Au ministre des Affaires étrangères iranien de juger alors extrêmement suspecte la coïncidence entre ces «attaques» et la visite à Téhéran du premier ministre japonais Shinzo Abe. «Le mot suspicieux ne suffit pas à décrire ce qui transpire apparemment» de ces «attaques» contre des «tankers liés au Japon survenues alors que le premier ministre (japonais) rencontrait» le Guide suprême iranien à Téhéran, écrit Mohammad Javad Zarif sur Twitter.

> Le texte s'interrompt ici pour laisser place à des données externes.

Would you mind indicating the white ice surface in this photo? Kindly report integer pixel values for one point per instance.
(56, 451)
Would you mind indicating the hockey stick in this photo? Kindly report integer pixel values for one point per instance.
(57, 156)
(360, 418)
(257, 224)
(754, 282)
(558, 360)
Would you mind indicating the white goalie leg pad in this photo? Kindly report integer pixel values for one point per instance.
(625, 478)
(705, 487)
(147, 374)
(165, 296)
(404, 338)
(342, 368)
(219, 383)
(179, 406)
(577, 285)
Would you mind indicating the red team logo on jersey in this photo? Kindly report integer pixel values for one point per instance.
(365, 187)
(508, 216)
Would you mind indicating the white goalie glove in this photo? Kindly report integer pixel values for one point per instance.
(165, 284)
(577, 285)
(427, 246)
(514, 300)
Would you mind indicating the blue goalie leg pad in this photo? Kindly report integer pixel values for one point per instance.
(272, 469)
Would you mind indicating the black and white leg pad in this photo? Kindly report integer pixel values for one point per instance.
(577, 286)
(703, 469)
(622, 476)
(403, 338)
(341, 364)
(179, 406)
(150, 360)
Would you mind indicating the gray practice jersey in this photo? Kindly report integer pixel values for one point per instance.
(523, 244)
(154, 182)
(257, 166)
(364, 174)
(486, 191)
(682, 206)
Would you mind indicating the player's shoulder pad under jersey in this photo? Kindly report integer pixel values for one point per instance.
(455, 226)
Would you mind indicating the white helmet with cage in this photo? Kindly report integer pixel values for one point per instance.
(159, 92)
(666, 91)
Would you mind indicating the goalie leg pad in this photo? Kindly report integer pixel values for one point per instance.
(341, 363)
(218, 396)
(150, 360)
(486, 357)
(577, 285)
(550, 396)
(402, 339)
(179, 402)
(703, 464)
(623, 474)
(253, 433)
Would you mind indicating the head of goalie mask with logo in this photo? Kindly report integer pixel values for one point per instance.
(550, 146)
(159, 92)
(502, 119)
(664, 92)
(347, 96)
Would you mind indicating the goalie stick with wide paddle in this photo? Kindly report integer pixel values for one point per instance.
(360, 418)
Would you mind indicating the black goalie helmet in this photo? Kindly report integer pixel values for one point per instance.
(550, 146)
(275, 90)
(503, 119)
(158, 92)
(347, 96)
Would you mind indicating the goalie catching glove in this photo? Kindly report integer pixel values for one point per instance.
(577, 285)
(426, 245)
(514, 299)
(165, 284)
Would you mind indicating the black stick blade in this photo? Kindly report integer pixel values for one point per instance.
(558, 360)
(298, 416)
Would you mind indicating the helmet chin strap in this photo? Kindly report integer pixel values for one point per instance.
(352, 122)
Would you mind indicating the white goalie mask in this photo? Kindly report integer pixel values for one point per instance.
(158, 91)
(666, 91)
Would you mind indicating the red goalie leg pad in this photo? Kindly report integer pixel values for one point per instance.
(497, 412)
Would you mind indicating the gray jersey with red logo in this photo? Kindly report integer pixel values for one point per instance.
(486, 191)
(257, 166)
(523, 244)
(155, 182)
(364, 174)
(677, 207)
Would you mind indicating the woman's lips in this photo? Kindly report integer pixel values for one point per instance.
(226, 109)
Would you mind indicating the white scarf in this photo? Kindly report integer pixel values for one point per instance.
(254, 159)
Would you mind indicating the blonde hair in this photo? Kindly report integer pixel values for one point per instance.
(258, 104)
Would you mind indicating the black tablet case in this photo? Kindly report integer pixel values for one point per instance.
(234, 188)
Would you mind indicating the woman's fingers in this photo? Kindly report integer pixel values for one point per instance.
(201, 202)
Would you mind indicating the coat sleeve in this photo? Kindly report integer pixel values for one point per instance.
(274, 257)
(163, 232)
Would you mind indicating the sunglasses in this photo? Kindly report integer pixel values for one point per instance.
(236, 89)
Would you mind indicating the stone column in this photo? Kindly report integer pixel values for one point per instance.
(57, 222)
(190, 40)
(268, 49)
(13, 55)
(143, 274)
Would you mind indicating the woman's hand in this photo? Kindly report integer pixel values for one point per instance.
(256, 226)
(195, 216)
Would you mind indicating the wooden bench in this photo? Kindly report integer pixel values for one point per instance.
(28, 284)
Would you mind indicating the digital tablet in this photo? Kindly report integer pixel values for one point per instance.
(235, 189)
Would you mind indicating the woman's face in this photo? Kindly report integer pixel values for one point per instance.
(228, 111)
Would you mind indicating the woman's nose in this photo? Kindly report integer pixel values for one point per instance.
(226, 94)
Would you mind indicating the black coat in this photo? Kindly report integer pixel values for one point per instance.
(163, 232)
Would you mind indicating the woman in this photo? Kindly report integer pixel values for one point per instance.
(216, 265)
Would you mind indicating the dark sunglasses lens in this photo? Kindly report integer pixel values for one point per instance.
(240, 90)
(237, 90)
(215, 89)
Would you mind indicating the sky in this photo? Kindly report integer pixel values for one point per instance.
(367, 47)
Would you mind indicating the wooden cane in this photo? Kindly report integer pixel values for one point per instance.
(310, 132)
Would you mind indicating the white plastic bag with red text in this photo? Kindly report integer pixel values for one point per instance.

Pourquoi un tel regain de tension ?

Considéré comme une zone de transit international, ce passage étroit situé à l’embouchure du Golfe persique est utilisé par l’Iran comme levier contre les sanctions américaines, qui visent à assécher les revenus pétroliers de la République islamique. En début de semaine, la marine iranienne a ainsi menacé de fermer le détroit en réponse à une décision américaine de mettre un terme aux exemptions permettant à différents pays de procéder à des importations de pétrole depuis l’Iran. Or un cinquième de la demande mondiale de pétrole transite par le détroit d’Ormuz.

Les incidents de ce jeudi interviennent donc dans un contexte géopolitique très tendu entre les États-Unis et leurs alliés sunnites dans le Golfe (à commencer par l’Arabie Saoudite) d’un côté et l’Iran chiite de l’autre, qui soutient notamment les rebelles Houthis au Yémen, opposé à la coalition arabe menée par Riyad.

Le 8 mai 2018, Donald Trump a annoncé la sortie des États-Unis de l’accord nucléaire signé en 2015 par son prédécesseur, Barack Obama, et a annoncé la relance des sanctions économiques contre Téhéran. Le 8 mai 2019, un an après, l’Iran a annoncé qu’il suspendait «certains» de «ses engagements». Depuis, le bras de fer entre Washington et Téhéran évolue entre menaces et tentatives d’apaisement. Le 13 mai, les Saoudiens ont dénoncé le sabotage de quatre navires commerciaux, dont trois pétroliers (deux saoudiens, un émirati et un norvégien) stationnés aux Émirats Arabes Unis. John Bolton, conseiller à la sécurité de la Maison blanche, a jugé le 29 mai que ces incidents étaient «très certainement dus» à des mines iraniennes. Mercredi 12 juin, les rebelles Houthis soutenus par Téhéran ont revendiqué le tir d’un missile contre l’aéroport saoudien d’Abha, Riyad menaçant de riposter...

Le clan des « durs » pourrait s'imposer à Téhéran, balayant le camp des modérés, représentés par le président Hassan Rohani, qui avait tout misé sur l’accord sur le nucléaire.

Et il y a aussi à Washington des jusqu’au-boutistes, comme le secrétaire d’Etat Mike Pompeo et le conseiller à la sécurité nationale John Bolton, prêts à aller très loin pour faire chuter le régime de Téhéran.

De plus cette attaque dans un passage maritime stratégique mondiale a de graves conséquences sur l'économie iranienne. Elle a immédiatement fait grimper les prix du pétrole.

Le PIB iranien devrait chuter de 6 % cette année, après un plongeon de près de 4 % en 2018, selon le Fonds monétaire international.

Paris, Berlin et Londres semblent impuissantes à agir face aux sanctions américaines, même si elles ont tenté en début d'année de lancer un mécanisme de troc censé aider l'Iran. Les trois capitales européennes exhortent Téhéran à continuer de respecter l'accord malgré tout.